Asunción

¿Que me enseña el dogma de la Asuncion?: Me enseña que María, ha sido asumida en cuerpo y alma a los cielos, permitiendo que lo divino se una a lo humano, con un vínculo muy fuerte, tanto, como el Amor De Dios a los hombres. 

Tú y yo, también hemos sido asumidos en Dios, el día de nuestro bautismo. A diferencia de la Virgen, aún no hemos sido glorificados, en espera de poder serlo, al final de los tiempos. Ella, participa en forma gloriosa de la Resurrección de su Hijo, mientras que tú y yo, lo hacemos, bajo La Luz de la fe. No contemplamos a Dios, cara a cara, cómo haremos un día en el cielo.

Tampoco somos inmaculados porque tenemos pecados, por eso instituyó Jesucristo (es obra De Dios, no de los hombres), el sacramento de la penitencia. Para redimirnos de los pecados.

Y, otra cosa que nos enseña, es: a mirar al cielo. En el cielo, están nuestras delicias y hacia el, hemos de mirar.
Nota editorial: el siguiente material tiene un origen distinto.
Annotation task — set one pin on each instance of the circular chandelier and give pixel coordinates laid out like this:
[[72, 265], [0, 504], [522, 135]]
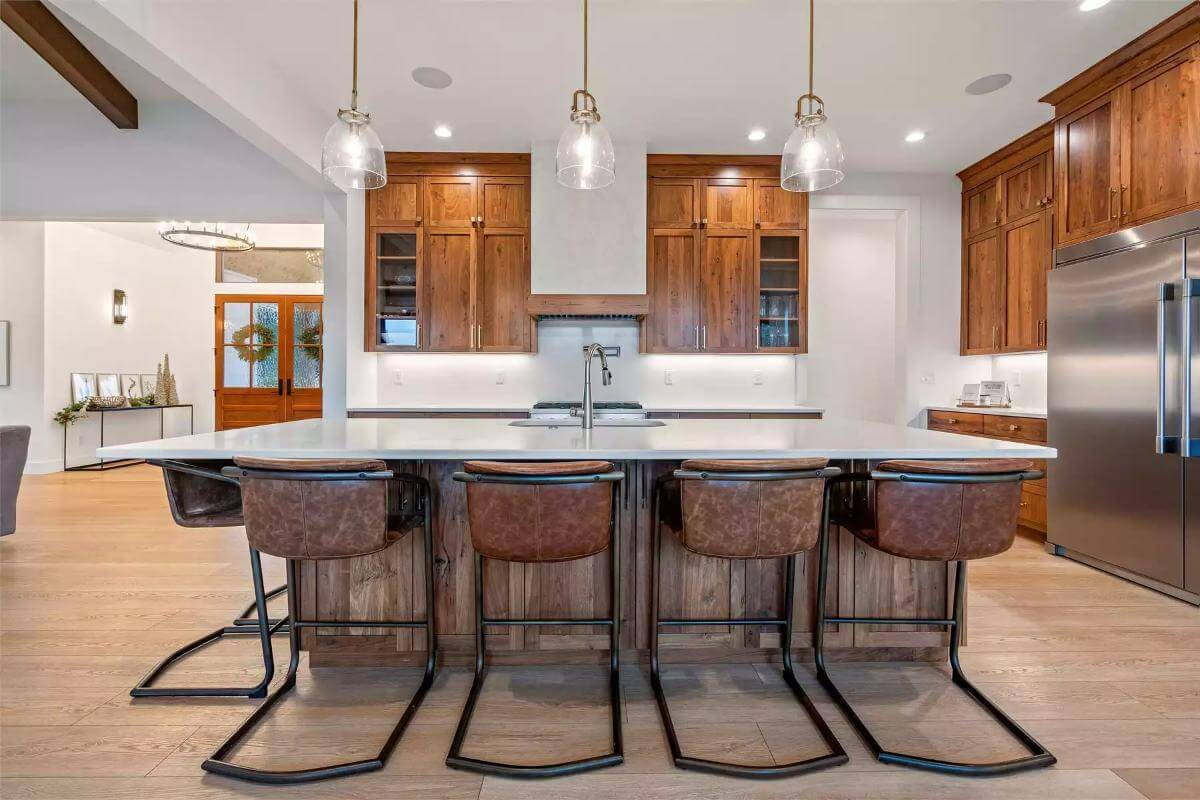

María asunta a los cielos, es el grito De Dios a la humanidad, que nos dice: desde allí, Ella puede hacer mucho más por vosotros, que durante sus años de vida terrena, cuando conoció a José y escuchando la voz del ángel, dijo que Si, al plan De Dios. Por eso, de María aprendemos el poder de la oración de intercesión y el valor de la comunión De los Santos. 

Todos, tenemos cosas que hacer y preocupaciones, por lo que necesitamos grandes dosis de cielo. ¿Como?: Sobrenaturalizando la vida. Metiendo a Dios en las cosas pequeñas. Una comida hecha con cariño, una sonrisa cuando estamos cansados, estando disponibles para ayudar, etc. 

Para ello, necesitamos de la Eucaristía, donde recuperamos la fuerza espiritual y de la oración, donde descubrimos la Voluntad De Dios.

Mirando al cielo, con los pies en la tierra, damos gracias a Dios de habernos dado tan buena Madre; Ella, intercede junto a su Hijo por cada uno de nosotros.